The Spice Girls still deserve a lot of credit—they were like a gateway to mainstream-pop-culture-feminism. However, since the birth of social media, it doesn’t seem like there’s been much success on expanding the concept. It remains difficult to start an open conversation on feminism without retaliation and a lack of consensus remains as to what it’s even about, even among women. Scary Spice is a pop singer, not a fucking sphynx—why does the answer to her question, poised back in the days where flannel and slap bracelets were socially sanctioned, still seem so hard to answer? It’s this confusion that permeates millennial feminism, resulting in a frequently self-defeating movement that still disproportionately benefits white women and often elicits anticipatory-defensiveness across genders. Of course, the closer we get to social justice equality, the opposition grows too, and perhaps this is part of the haze. Fifth Harmony seems like the closest thing to a modern Spice Girls, and it’s great to see women continue to dominate the music industry. If only 5H’s biggest hit didn’t involve great anticipation for pleasuring their partners and sexting at work…

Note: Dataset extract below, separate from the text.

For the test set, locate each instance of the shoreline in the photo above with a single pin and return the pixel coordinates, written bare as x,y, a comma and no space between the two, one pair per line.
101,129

If feminism was a dream in 90s pop culture that at least set down the rules that “friendships never end,” it’s like a bizarre fantasy nowadays that ironically centers around female sexualization and the mistaken notion that friendships last as long as Taylor Swift and Selena Gomez are besties. When they break up? Sound the alarms—it’s every woman for herself.

Watch it When: You really, really, really want to zig-a-zig-ah. (Alcohol, lots).

While You Watch: What does girl power mean to you, and why?